Alter the notion of a “player” or a “turn.”

Finally, when trying to break away from 3+ players to 2 players or to accommodate additional players. As a result, the game can be even more of a “brain-burning exercise” as players must focus on accomplishing their objectives amid player-driven chaos. In Samurai, players place their tiles next to cities to influence one or more resident factions – Samurai, Peasants, or Priests. The player who controls the most significant influence over these factions wins the game using an exciting scoring system.

  • Change the physical scale: Samurai uses a modular board of Japan. New islands become available with each additional player so that each player can access the vast majority of their tiles.
  • Adjust object availability: As new islands and regions become available on the board, so do the chances of winning the game.
The End of the Triumvirate

Scaling can help a game design work effectively across multiple player counts, but some games feature a specific number of players to a great extent throughout the game.

Roborally

Games can also scale to become different flavors of the same game. RoboRally features the ability to support 2 to 8 players. At the lower end of this spectrum (2 to 4 players), the game is a hectic race game in which players are bumping opponents off course as they attempt to reach the flags first. At the upper end of this spectrum f(6 to 8 players), the game becomes a chaotic warzone of battle bots.

Ticket to Ride

In Ticket to Ride, in 4 to 5 player games, a player can often be blocked inadvertently by multiple players through normal gameplay.
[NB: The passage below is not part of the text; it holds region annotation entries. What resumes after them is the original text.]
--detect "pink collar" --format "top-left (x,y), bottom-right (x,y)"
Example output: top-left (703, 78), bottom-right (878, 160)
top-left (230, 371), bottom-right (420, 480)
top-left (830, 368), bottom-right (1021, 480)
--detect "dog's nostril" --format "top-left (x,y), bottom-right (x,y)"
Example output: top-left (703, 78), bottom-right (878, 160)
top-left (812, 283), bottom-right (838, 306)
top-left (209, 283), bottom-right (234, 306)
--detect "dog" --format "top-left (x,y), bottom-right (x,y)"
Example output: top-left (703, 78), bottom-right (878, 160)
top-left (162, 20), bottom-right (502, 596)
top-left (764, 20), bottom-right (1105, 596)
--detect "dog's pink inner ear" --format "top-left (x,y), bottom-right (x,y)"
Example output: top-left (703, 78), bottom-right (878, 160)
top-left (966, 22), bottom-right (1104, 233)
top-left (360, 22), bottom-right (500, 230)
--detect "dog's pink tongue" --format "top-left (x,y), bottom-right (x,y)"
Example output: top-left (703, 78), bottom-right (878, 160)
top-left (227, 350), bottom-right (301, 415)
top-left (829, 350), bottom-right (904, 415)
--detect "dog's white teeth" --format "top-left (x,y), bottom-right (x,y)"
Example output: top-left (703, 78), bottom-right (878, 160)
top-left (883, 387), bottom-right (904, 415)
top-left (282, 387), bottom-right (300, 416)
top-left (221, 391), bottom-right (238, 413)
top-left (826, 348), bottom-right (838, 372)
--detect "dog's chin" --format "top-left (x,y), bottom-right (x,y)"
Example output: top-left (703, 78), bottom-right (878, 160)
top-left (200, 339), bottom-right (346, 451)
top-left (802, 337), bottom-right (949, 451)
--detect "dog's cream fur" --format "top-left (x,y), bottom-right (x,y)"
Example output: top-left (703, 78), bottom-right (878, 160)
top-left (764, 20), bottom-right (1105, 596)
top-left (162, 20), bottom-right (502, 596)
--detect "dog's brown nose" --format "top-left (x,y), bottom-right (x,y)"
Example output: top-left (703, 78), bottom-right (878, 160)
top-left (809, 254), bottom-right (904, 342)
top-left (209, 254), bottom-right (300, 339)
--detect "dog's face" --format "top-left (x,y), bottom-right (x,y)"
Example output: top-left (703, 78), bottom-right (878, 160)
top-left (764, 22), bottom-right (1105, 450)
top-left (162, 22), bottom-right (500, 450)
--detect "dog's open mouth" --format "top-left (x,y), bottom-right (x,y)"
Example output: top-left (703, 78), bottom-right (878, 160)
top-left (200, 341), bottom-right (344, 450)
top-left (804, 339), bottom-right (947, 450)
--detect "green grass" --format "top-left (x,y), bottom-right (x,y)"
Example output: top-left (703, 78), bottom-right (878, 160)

Game Scalability-Ticket to Ride

Scotland Yard

Some games are functionally immune to the varying player counts, and gameplay is remarkably similar. Some versions of Scotland Yard pit fugitive-like Mr. X against five detectives regardless of the number of players.

Chicago Express

Finally, the biggest concern of Scalability are games that feature a spectrum of players for whichever game isn’t nearly as effective. The downside to a 3-player game, the stock holding game Chicago Express is that two players who hold stock in the same company will work together to improve their investment. At the same time, the remaining player is half as effective and will fall behind. A game such as Bang! would lose its deductive element if it were played with 3-players. Le Havre warns of its 5-player offering in the rulebook as it is best played only by very experienced players.

Conclusion

A vital take-home message regarding scaling is that it always involves balancing one design element against another one. Let’s say you’re designing a turn-based worker placement g’skoknoame for 2-5 players, and you want the game to last no longer for five players than it does with 2. To accomplish your scaling, in the 5-player game, you’ll either need to reduce the number of turns (like Small World does) or reduce the length of each turn (possibly by reducing the number of workers each player controls).

Keep in mind the player scaling as you work on your design. It may be better for a game to perform more significantly exceptional well at a single player count or at one end of an intended scale than just good at a wide range. Playtest using multiple player counts and consider how changes in design will affect the extreme ends of the intended player scale. If 2-player support just isn’t sufficient, drop it in favor of a game that works effectively with greater numbers of players, as the 2-player market is its own niche, and has quite the offer already.